DENPASAR, BeritaDewata – Kemampuan Kapolda Bali, Irjen Pol. Dr. Petrus Reinhard Golose dalam menangani aksi terorisme tak perlu diragukan lagi. Pengalamannya saat melumpuhkan teroris Dr. Azahari dan kiprahnya saat bertugas di Badan Nasional Penanggulangan Terorisme (BNPT) dan Densus 88 Anti Teror membuat jenderal lulusan Akpol tahun 1988 ini kerap diundang menjadi pembicara disejumlah negara di dunia.

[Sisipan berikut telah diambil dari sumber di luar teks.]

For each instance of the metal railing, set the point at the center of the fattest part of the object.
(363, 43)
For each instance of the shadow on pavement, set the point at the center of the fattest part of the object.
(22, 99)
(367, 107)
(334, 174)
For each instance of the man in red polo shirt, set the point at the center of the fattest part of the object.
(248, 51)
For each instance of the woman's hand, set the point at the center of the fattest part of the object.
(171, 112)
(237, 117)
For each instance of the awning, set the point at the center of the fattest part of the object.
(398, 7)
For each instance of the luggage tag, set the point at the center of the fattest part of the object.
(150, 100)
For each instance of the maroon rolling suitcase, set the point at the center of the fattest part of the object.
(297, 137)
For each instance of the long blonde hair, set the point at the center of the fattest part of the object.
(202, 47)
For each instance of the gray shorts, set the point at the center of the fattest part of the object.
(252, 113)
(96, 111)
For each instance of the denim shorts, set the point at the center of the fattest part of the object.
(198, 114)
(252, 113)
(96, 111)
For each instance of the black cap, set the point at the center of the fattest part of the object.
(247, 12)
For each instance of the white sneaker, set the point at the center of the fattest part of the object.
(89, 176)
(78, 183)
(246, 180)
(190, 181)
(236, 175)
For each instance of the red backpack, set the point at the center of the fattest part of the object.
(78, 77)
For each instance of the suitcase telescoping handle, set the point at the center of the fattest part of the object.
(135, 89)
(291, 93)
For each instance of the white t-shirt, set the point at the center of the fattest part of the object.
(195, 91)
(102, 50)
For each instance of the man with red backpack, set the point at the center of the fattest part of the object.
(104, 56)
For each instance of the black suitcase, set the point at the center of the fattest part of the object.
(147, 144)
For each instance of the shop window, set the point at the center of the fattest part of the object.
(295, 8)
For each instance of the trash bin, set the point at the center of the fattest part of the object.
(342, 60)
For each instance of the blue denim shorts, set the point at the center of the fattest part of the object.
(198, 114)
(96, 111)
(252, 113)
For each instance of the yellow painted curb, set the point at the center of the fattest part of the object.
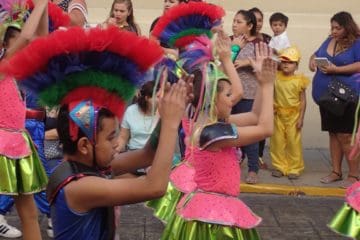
(292, 190)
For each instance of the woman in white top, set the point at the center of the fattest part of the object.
(139, 120)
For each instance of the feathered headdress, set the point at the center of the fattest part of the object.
(14, 13)
(85, 69)
(181, 24)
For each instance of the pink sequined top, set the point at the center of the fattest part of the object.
(212, 184)
(12, 121)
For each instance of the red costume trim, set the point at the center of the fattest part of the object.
(35, 57)
(214, 12)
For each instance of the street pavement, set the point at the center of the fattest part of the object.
(291, 209)
(317, 165)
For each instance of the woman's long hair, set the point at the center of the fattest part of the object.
(145, 92)
(352, 31)
(130, 19)
(250, 19)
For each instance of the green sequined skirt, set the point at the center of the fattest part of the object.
(165, 207)
(346, 222)
(22, 176)
(180, 229)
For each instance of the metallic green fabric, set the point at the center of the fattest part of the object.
(346, 222)
(180, 229)
(25, 175)
(165, 207)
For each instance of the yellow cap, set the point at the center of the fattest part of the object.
(291, 54)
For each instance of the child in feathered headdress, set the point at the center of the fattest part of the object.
(21, 22)
(209, 177)
(21, 171)
(92, 75)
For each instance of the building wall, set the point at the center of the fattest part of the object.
(308, 27)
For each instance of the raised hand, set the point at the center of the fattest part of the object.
(240, 41)
(262, 52)
(223, 46)
(172, 104)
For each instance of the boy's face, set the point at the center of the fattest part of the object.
(288, 68)
(106, 141)
(278, 27)
(240, 26)
(259, 21)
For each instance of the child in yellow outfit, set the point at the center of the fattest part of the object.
(289, 109)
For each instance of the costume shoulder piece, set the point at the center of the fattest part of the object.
(217, 132)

Kali ini, Director of University of Chicago Project on Security & Threats, Prof. Robert Pape secara khusus mengundang Kapolda Bali sebagai pembicara dalam kegiatan world colloquium and national workshop dengan tema “Uniting Against the Next Attack” di Chicago, Amerika Serikat dari tanggal 21-23 November 2019.
Kegiatan yang diselenggarakan oleh United Nations Security Council Counter-Terrorism Committee Executive Directorate (UN-CTED) dan University of Chicago Project on Security & Threats (CPOST) dihadiri para pakar keamanan dan akademisi dunia, antara lain United Nations, Amerika Serikat, Inggris, Indonesia, Australia, Turki, Maroko, Perancis, Skotlandia dan Israel. Bahkan para pelaku bisnis besar dunia seperti Motorola dan Amazon yang khusus mempelajari tentang perilaku teroris di dunia juga hadir dalam kegiatan tersebut.

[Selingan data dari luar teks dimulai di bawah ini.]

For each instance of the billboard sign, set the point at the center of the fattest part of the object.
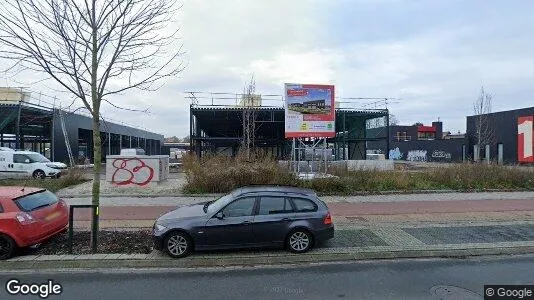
(310, 110)
(525, 139)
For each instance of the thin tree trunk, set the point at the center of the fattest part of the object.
(97, 158)
(97, 142)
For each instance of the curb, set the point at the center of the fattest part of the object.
(240, 260)
(359, 193)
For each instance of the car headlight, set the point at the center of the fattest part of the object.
(159, 227)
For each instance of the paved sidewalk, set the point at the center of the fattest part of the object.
(403, 197)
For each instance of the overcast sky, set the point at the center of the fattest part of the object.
(433, 56)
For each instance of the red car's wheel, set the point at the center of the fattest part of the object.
(7, 247)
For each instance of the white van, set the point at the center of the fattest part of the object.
(27, 163)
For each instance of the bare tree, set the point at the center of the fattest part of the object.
(484, 131)
(93, 50)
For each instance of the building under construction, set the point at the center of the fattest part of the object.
(220, 121)
(38, 125)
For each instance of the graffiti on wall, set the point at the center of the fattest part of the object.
(441, 155)
(395, 154)
(417, 155)
(131, 171)
(525, 139)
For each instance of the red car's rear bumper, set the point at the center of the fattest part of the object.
(36, 233)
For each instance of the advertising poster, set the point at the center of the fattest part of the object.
(310, 111)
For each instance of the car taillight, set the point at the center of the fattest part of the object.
(327, 219)
(24, 218)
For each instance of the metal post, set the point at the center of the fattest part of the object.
(345, 150)
(387, 134)
(324, 154)
(17, 127)
(71, 227)
(94, 245)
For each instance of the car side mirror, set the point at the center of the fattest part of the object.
(219, 215)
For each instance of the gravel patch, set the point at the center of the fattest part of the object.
(128, 242)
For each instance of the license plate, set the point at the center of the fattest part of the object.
(52, 216)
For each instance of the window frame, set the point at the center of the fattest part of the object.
(254, 206)
(287, 202)
(296, 211)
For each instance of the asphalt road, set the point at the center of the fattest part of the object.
(393, 279)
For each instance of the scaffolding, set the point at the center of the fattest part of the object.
(216, 125)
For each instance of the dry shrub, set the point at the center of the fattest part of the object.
(221, 174)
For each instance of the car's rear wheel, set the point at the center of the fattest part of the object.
(39, 174)
(299, 241)
(178, 244)
(7, 247)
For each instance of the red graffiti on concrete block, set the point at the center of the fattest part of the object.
(137, 171)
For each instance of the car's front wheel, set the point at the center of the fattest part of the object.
(178, 244)
(7, 247)
(299, 241)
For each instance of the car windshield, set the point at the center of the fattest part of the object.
(35, 201)
(219, 203)
(36, 157)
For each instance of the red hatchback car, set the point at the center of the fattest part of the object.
(28, 216)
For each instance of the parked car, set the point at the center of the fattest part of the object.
(259, 216)
(29, 216)
(28, 163)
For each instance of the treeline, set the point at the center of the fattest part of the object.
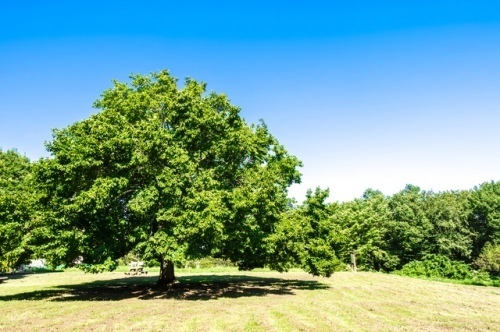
(416, 231)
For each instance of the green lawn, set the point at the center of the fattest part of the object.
(244, 301)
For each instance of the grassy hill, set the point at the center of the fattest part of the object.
(245, 301)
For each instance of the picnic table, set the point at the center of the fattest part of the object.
(135, 268)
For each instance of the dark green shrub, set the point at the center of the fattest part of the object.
(489, 259)
(437, 266)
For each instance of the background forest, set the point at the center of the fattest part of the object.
(451, 234)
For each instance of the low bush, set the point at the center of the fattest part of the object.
(437, 266)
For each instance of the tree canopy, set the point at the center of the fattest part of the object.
(171, 173)
(16, 206)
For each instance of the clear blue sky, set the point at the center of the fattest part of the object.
(366, 93)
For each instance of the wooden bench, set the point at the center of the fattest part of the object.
(136, 268)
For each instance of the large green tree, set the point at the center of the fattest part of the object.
(485, 217)
(170, 173)
(17, 199)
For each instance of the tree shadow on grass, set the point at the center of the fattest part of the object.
(194, 288)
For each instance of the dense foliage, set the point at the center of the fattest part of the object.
(17, 199)
(173, 175)
(170, 174)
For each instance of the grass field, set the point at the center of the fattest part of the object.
(244, 301)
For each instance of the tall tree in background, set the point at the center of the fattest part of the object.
(485, 217)
(364, 223)
(170, 173)
(409, 226)
(16, 207)
(448, 213)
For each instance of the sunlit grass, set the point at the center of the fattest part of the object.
(209, 300)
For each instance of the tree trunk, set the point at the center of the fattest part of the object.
(167, 276)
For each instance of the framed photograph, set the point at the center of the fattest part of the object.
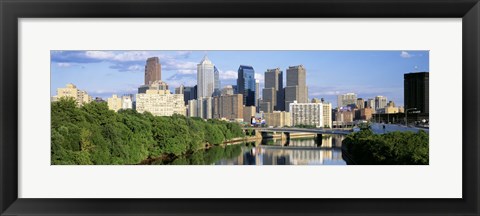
(251, 108)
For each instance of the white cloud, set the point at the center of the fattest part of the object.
(405, 54)
(63, 64)
(119, 56)
(135, 68)
(227, 75)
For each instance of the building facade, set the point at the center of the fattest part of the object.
(114, 103)
(274, 80)
(154, 85)
(205, 78)
(228, 107)
(296, 89)
(327, 115)
(71, 91)
(160, 103)
(153, 70)
(249, 113)
(380, 102)
(201, 107)
(246, 84)
(278, 119)
(227, 90)
(416, 91)
(306, 114)
(127, 101)
(216, 80)
(189, 93)
(360, 103)
(348, 99)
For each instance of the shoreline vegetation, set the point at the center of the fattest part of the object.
(393, 148)
(93, 134)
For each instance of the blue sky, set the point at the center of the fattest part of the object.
(329, 73)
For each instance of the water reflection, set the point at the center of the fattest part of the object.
(304, 151)
(301, 151)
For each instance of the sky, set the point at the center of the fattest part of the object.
(329, 73)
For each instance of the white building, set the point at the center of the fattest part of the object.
(202, 107)
(346, 99)
(205, 78)
(114, 103)
(327, 115)
(160, 103)
(127, 102)
(71, 91)
(380, 102)
(306, 114)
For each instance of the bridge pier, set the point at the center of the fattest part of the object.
(318, 139)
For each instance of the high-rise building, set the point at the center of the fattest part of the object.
(217, 84)
(365, 113)
(296, 89)
(274, 86)
(114, 103)
(71, 91)
(246, 84)
(371, 104)
(391, 104)
(153, 70)
(316, 100)
(248, 113)
(265, 107)
(180, 89)
(269, 96)
(127, 101)
(228, 106)
(327, 115)
(189, 93)
(306, 114)
(155, 85)
(257, 91)
(416, 91)
(278, 119)
(227, 90)
(160, 103)
(348, 99)
(205, 78)
(380, 102)
(360, 103)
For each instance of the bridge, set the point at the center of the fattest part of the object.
(269, 133)
(306, 130)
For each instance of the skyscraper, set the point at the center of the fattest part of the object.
(205, 78)
(257, 91)
(360, 103)
(348, 99)
(228, 106)
(274, 83)
(153, 70)
(217, 84)
(380, 102)
(416, 93)
(246, 84)
(296, 89)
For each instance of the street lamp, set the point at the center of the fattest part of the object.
(406, 115)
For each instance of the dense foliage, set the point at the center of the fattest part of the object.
(93, 134)
(204, 157)
(401, 148)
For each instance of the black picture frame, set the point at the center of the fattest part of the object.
(12, 10)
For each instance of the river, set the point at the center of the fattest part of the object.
(299, 151)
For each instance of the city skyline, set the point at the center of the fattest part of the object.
(329, 73)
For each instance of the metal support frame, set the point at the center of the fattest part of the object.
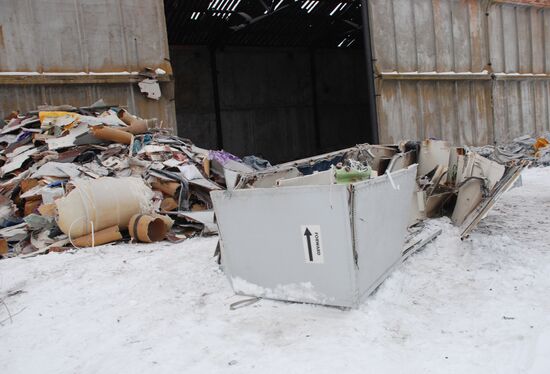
(316, 125)
(373, 134)
(215, 88)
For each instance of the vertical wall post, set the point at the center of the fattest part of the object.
(316, 125)
(373, 134)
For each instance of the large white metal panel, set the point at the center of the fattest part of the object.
(380, 219)
(263, 251)
(263, 246)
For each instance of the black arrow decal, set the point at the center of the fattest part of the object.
(307, 234)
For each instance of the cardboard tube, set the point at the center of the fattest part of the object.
(169, 222)
(48, 210)
(111, 134)
(27, 184)
(108, 235)
(147, 229)
(136, 125)
(206, 166)
(31, 206)
(169, 204)
(167, 188)
(125, 117)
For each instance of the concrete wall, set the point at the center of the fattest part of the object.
(283, 104)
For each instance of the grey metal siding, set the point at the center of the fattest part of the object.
(460, 69)
(60, 37)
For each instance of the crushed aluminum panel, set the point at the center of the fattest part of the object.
(320, 178)
(506, 183)
(29, 97)
(433, 153)
(380, 218)
(268, 178)
(470, 193)
(263, 251)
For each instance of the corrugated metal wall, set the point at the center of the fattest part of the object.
(77, 51)
(460, 69)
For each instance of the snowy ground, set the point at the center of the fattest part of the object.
(479, 306)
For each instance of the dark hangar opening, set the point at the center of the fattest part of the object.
(283, 79)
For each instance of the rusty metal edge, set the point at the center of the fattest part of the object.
(67, 78)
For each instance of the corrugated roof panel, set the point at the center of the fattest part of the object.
(281, 23)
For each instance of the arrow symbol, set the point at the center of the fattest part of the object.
(307, 234)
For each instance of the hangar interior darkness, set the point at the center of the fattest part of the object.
(281, 79)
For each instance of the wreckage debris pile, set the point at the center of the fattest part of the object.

Irjen Pol. Dr. Petrus Reinhard Golose memaparkan tentang bagaimana tugas dan peran Polri dalam penanganan aksi terorisme di Indonesia. Dijelaskannya bahwa terrorisme telah menjadi isu utama dalam keamanan dunia internasional.
Waktu ke waktu kejahatan terrorisme berkembang sangat pesat, semakin canggih dan terorganisir, sehingga menempatkan terorisme sebagai musuh setiap negara atau dapat dikatakan bahwa terorisme merupakan ancaman dunia.

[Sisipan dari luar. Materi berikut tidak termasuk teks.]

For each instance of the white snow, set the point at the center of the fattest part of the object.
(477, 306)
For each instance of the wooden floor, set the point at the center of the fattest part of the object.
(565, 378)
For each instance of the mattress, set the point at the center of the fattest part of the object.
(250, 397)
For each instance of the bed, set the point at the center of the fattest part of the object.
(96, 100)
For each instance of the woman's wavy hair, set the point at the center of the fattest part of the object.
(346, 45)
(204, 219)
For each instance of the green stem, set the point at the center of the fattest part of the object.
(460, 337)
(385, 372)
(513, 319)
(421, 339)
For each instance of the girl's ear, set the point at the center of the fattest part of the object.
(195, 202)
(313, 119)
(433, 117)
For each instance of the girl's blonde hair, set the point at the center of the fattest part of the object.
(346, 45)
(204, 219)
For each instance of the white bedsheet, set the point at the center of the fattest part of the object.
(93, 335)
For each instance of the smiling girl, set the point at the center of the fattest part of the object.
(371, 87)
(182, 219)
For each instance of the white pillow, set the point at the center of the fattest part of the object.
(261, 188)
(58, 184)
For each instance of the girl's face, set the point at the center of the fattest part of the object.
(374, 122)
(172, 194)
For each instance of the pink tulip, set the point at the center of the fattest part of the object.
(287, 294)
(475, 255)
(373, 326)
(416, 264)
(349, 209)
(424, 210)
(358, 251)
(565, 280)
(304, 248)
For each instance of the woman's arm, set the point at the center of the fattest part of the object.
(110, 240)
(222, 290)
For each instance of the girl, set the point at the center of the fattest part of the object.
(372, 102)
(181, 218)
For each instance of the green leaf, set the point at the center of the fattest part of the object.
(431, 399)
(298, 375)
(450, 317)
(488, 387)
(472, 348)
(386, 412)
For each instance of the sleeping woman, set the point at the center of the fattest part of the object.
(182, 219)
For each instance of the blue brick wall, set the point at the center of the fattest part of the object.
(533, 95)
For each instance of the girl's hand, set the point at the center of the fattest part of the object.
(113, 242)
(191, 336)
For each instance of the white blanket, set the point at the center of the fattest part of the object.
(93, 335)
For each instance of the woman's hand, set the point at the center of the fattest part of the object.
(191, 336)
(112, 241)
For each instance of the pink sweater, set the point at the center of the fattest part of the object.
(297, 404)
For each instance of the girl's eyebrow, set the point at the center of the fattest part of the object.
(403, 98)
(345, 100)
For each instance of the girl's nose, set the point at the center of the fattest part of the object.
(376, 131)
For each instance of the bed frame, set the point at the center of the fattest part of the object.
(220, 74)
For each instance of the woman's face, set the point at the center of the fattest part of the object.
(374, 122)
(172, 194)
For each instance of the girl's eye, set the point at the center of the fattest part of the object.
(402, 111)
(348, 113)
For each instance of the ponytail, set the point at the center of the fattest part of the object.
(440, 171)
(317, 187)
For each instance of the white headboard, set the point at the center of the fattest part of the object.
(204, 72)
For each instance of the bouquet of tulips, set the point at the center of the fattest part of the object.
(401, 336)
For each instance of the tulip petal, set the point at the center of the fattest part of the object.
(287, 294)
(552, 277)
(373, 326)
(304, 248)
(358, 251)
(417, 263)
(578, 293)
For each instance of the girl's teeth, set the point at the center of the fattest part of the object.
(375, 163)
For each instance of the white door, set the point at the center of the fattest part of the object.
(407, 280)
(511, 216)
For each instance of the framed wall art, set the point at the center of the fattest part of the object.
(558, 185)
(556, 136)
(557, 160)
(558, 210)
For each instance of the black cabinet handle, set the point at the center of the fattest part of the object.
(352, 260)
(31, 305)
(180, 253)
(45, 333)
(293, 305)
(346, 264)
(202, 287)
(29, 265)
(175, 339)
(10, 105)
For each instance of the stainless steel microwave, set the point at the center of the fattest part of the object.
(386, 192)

Indonesia sebagai salah satu negara yang menghadapi fenomena FTF (Foreign Terrorist Fighters). Polri selaku penegak hukum harus memiliki cara dan strategi untuk menanggulangi permasalahan terorisme tersebut.
Polri bersinergi dengan instansi pemerintah dan masyarakat secara berkelanjutan dengan semaksimal mungkin me-refresh kembali wawasan bangsa Indonesia, nilai-nilai luhur bangsa serta 4 pilar kebangsaan sebagai benteng diri dari paparan paham radikalisme yang menyesatkan.
“Polri sebagai garda terdepan dalam penanganan aksi terorisme dengan melakukan tindakan mulai dari soft approach hingga hard approach,” kata Kapolda Bali.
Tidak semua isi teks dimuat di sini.